Economic analysis of credit markets often relies on a model that assumes firms have a uniform demand for credit across all their lenders, but a new paper from the European Central Bank (ECB) has shown that this long-held assumption is empirically untenable.

The working paper, titled Identifying relationship-level effects using covariance restrictions and authored by Olivier De Jonghe and Daniel Lewis, proposes a new methodology to decompose credit outcomes into specific demand and supply shocks at the relationship level.

The research suggests that the dominant tool for separating these effects, known as the two-way fixed effects estimator, frequently masks substantial heterogeneity that is vital for understanding how economic policy impacts firms.

“The homogeneity assumption is both conceptually restrictive and, as we show, empirically untenable,” the authors note in the report.
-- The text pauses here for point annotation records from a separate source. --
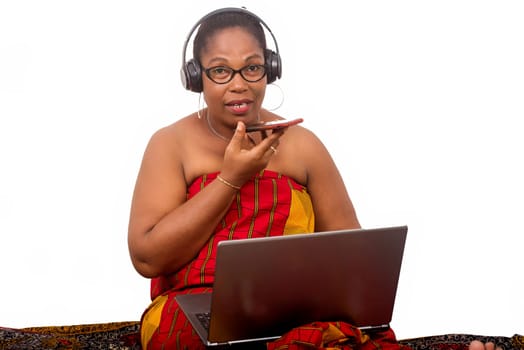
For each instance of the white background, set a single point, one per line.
(419, 103)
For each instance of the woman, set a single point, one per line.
(204, 179)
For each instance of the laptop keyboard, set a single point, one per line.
(204, 318)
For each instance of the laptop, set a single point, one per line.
(264, 287)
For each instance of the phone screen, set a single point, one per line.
(274, 124)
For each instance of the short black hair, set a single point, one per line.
(227, 19)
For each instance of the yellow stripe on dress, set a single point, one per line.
(301, 216)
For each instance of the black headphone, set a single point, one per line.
(191, 72)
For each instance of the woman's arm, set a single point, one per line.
(165, 229)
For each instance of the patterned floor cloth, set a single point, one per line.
(125, 336)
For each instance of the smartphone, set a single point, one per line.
(274, 124)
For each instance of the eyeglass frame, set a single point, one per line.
(235, 71)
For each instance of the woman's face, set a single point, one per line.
(237, 99)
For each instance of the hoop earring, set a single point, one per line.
(282, 97)
(201, 106)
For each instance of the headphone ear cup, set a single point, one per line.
(191, 76)
(273, 66)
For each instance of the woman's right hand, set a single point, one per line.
(240, 163)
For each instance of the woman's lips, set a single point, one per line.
(238, 108)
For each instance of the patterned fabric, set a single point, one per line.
(335, 335)
(115, 336)
(270, 204)
(125, 336)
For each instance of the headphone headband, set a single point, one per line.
(191, 72)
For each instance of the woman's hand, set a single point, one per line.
(240, 163)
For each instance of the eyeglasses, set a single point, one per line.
(224, 74)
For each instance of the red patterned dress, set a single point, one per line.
(271, 204)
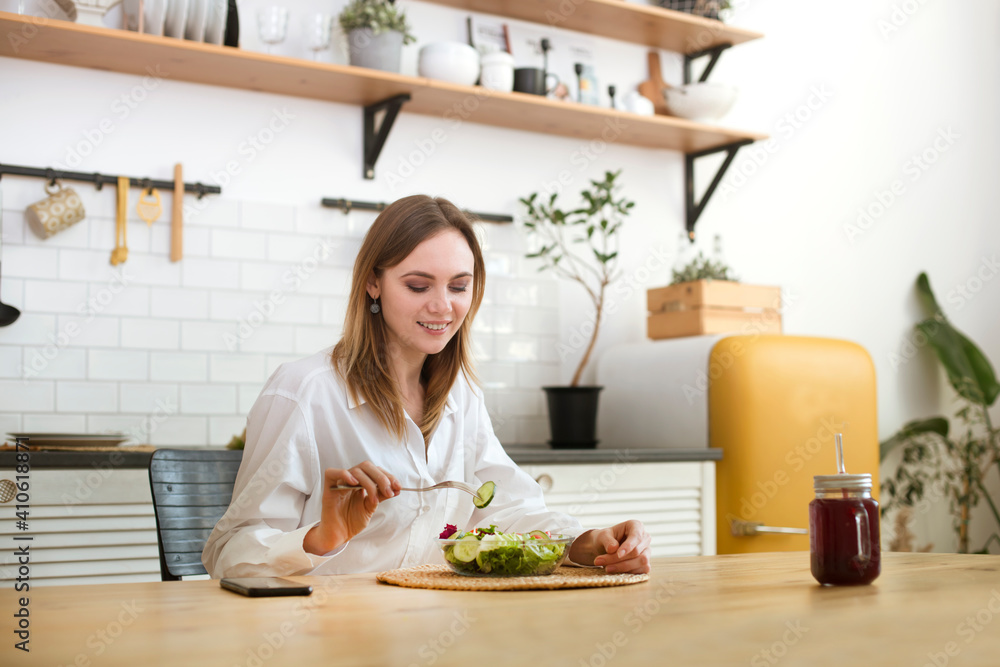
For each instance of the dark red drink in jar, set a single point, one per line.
(844, 530)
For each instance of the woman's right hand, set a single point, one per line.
(346, 512)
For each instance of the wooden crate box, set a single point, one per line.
(712, 306)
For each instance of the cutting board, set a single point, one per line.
(655, 86)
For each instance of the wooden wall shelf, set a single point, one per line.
(617, 19)
(113, 50)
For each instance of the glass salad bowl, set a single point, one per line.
(490, 553)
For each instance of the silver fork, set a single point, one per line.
(461, 486)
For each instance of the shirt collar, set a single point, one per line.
(449, 405)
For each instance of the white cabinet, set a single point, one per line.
(675, 501)
(89, 526)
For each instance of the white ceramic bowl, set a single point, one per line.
(700, 101)
(91, 12)
(449, 61)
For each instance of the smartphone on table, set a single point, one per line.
(264, 587)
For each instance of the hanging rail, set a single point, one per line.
(99, 180)
(346, 205)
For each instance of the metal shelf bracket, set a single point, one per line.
(713, 54)
(375, 139)
(693, 210)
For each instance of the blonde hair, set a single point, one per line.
(361, 356)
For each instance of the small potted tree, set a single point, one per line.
(939, 464)
(376, 32)
(580, 245)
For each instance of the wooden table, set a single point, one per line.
(756, 609)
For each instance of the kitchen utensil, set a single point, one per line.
(149, 209)
(272, 22)
(461, 486)
(453, 62)
(655, 87)
(61, 209)
(706, 100)
(7, 313)
(119, 255)
(318, 29)
(177, 216)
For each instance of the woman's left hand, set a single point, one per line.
(622, 548)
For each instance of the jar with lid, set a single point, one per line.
(844, 530)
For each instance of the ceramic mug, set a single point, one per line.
(533, 80)
(61, 209)
(497, 71)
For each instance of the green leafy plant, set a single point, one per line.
(580, 244)
(701, 268)
(378, 15)
(935, 461)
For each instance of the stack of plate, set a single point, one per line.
(71, 439)
(196, 20)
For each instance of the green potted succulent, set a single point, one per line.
(702, 268)
(581, 245)
(937, 465)
(376, 32)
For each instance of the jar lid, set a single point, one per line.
(862, 482)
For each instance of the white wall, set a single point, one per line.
(877, 98)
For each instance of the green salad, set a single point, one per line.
(487, 551)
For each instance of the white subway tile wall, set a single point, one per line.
(175, 354)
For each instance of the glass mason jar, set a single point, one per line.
(844, 530)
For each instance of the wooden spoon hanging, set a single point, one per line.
(654, 88)
(120, 253)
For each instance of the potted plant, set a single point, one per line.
(935, 464)
(704, 297)
(376, 32)
(578, 244)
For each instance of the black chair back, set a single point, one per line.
(191, 491)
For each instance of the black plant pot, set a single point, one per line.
(573, 416)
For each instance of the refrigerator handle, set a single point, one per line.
(743, 528)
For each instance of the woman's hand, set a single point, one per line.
(346, 512)
(621, 548)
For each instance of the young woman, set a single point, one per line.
(393, 404)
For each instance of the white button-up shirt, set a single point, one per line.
(304, 422)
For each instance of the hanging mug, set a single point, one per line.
(61, 209)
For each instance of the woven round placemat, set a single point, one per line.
(441, 577)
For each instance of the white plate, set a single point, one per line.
(72, 439)
(215, 22)
(176, 18)
(155, 13)
(195, 30)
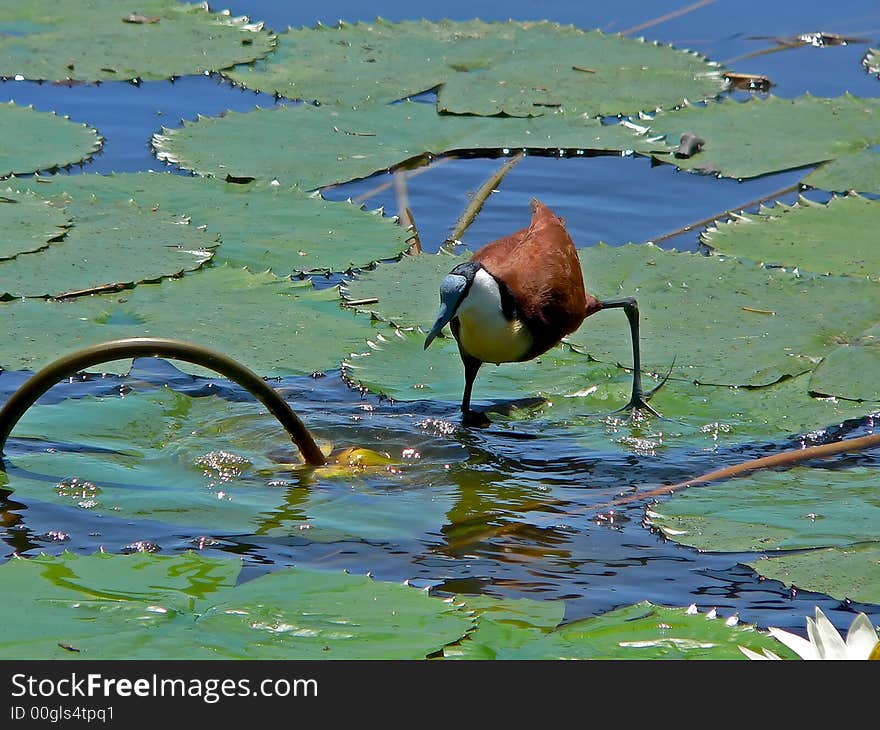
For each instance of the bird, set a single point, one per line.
(517, 297)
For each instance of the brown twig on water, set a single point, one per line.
(667, 16)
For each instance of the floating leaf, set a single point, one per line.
(482, 68)
(186, 606)
(788, 510)
(312, 146)
(762, 136)
(851, 370)
(65, 39)
(640, 631)
(109, 247)
(28, 223)
(843, 573)
(211, 465)
(872, 61)
(859, 171)
(261, 225)
(272, 325)
(766, 324)
(836, 238)
(43, 141)
(580, 396)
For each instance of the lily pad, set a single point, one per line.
(859, 172)
(843, 573)
(273, 325)
(109, 247)
(262, 226)
(575, 390)
(640, 631)
(482, 68)
(833, 238)
(763, 136)
(28, 223)
(765, 322)
(311, 147)
(851, 370)
(788, 510)
(43, 141)
(50, 40)
(210, 465)
(183, 607)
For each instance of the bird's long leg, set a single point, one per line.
(471, 368)
(631, 309)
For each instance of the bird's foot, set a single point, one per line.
(639, 400)
(640, 403)
(475, 419)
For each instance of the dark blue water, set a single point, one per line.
(593, 564)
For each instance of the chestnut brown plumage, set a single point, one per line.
(519, 296)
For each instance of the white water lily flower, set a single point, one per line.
(825, 642)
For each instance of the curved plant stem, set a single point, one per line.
(64, 367)
(470, 212)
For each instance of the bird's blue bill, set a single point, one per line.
(451, 293)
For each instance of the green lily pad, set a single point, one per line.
(122, 245)
(28, 223)
(834, 238)
(262, 226)
(310, 615)
(847, 572)
(311, 147)
(640, 631)
(851, 370)
(764, 322)
(763, 136)
(576, 390)
(184, 607)
(872, 61)
(274, 326)
(211, 466)
(789, 510)
(43, 141)
(482, 68)
(63, 39)
(859, 172)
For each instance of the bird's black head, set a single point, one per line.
(453, 290)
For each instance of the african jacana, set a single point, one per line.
(519, 296)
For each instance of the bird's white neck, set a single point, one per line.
(485, 332)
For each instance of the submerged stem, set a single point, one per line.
(75, 362)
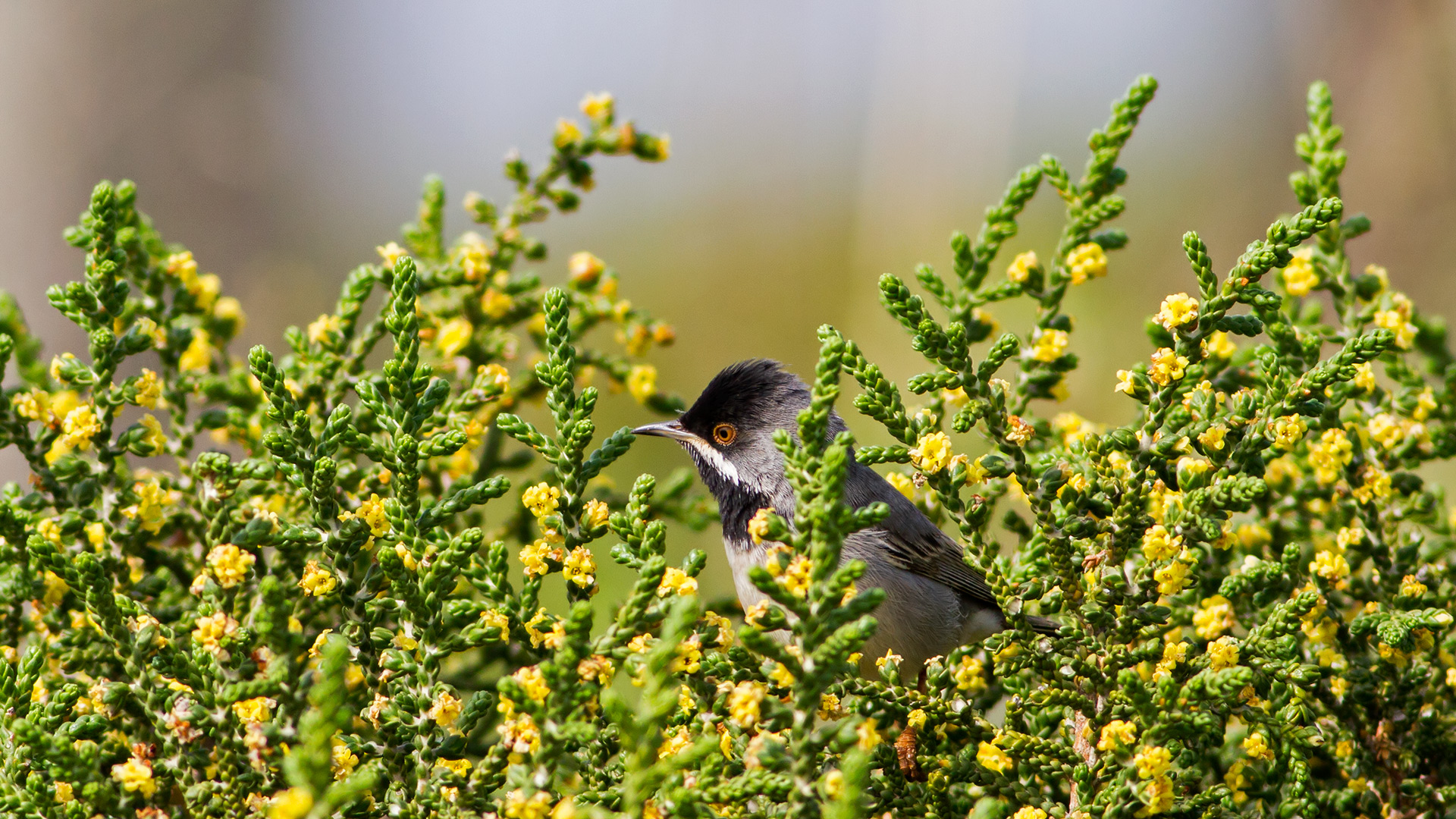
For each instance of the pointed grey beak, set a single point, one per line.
(667, 430)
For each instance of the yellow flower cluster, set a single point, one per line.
(992, 758)
(1213, 617)
(1087, 261)
(743, 703)
(255, 710)
(1329, 455)
(1049, 344)
(1177, 311)
(318, 580)
(1117, 735)
(676, 582)
(1223, 653)
(1299, 276)
(642, 382)
(932, 452)
(542, 499)
(1021, 267)
(580, 567)
(229, 564)
(970, 675)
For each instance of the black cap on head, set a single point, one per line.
(752, 395)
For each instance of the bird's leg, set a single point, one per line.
(908, 745)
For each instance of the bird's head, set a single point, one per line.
(730, 428)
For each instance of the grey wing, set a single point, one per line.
(910, 539)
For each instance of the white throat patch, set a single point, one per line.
(715, 460)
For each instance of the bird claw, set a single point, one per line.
(906, 748)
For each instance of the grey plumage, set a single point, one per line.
(934, 601)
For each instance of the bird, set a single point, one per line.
(934, 601)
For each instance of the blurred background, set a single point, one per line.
(814, 148)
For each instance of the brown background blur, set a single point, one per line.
(814, 148)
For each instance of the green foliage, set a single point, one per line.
(310, 583)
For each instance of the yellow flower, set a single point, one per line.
(535, 556)
(325, 328)
(743, 703)
(1125, 382)
(1257, 746)
(318, 580)
(391, 254)
(542, 499)
(1087, 261)
(902, 483)
(199, 353)
(453, 335)
(1021, 267)
(210, 630)
(1329, 566)
(676, 582)
(370, 512)
(1365, 378)
(1299, 276)
(1411, 588)
(1152, 761)
(1329, 455)
(1117, 733)
(689, 656)
(1159, 792)
(584, 268)
(229, 564)
(759, 525)
(1159, 544)
(457, 767)
(867, 733)
(797, 576)
(1172, 577)
(642, 382)
(1220, 346)
(932, 452)
(1166, 366)
(343, 761)
(446, 708)
(149, 390)
(1177, 311)
(598, 105)
(970, 675)
(136, 776)
(1223, 653)
(255, 710)
(596, 513)
(1018, 430)
(1395, 322)
(1212, 439)
(1213, 617)
(1289, 430)
(1049, 344)
(992, 758)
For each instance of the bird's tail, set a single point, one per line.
(1043, 626)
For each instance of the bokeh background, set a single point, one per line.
(814, 148)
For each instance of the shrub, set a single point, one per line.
(299, 605)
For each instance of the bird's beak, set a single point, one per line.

Rather than assigning a single demand shock to each firm as if its needs were identical across all lenders, the authors demonstrate how to recover a separate demand and supply shock for every firm-bank pair in every period.

The study applied this framework to thousands of firms and banks across nine euro area countries using the AnaCredit dataset, spanning the pandemic, the post-pandemic inflation surge, and the subsequent monetary policy tightening.

When testing the homogeneity assumption, the researchers found that it failed in 25 of the 27 country-period combinations studied, confirming that conventional approaches often produce unreliable results.

A central finding of the research is that the standard approach conflates genuine firm demand with idiosyncratic bank supply conditions, which leads to significant statistical bias.

In a striking example, the paper illustrates that when measured using standard firm-time fixed effects, a positive demand shock is often incorrectly associated with a lower interest rate, which is the direct opposite of what economic theory predicts.

The researchers used the ECB’s 2022 monetary policy tightening as a quasi-natural experiment to demonstrate how this bias manifests in the real economy.

While the ECB raised rates by 450 basis points over fourteen months, firms borrowing at floating rates experienced a significant contraction in credit supply compared to those that had locked in fixed rates.

Conventional methods, which rely on the standard fixed effects approach, severely underestimated these effects, rendering the impact of the monetary contraction on firm activity nearly invisible.

However, the authors’ newly identified demand measure successfully restores a large and highly significant estimate of these effects.

The difference in measurement translates into real-world consequences, as the study documents that floating-rate borrowers experienced significantly lower total assets and turnover over the following two years.

Furthermore, the new methodology allows for a more granular view of how monetary policy shocks propagate through the financial system.

For instance, following contractionary policy surprises, firms with a higher share of fixed-rate loans reduce their demand for new credit, while banks simultaneously increase their supply to those same firms because they view them as safer counterparties.

The authors suggest that these findings have broad implications for empirical research far beyond corporate credit markets.

The methodology is general enough to be applied to labour markets, trade networks, and other areas of industrial organisation where identifying two-sided effects is crucial.

“We believe that empirical results of this nature are novel, and thus provide a new set of empirical facts to discipline theoretical models of the transmission of various types of policies,” the authors stated.

The research also suggests that a reevaluation of a large body of empirical work in finance and economics may be necessary, particularly in studies that rely on the classic two-way fixed effects paradigm.

By demonstrating that within-firm variation in credit demand is roughly one-third as large as variation across different firms, the paper underscores why treating all of a firm’s relationships as homogeneous can lead to misleading conclusions.

This study provides a new statistical toolkit that researchers can use to achieve more precise identification of structural shocks in complex, bipartite networks.

As policymakers continue to navigate the distributional effects of interest rate changes, the ability to accurately distinguish between credit supply disturbances and genuine demand shifts is becoming an increasingly important requirement for sound economic analysis.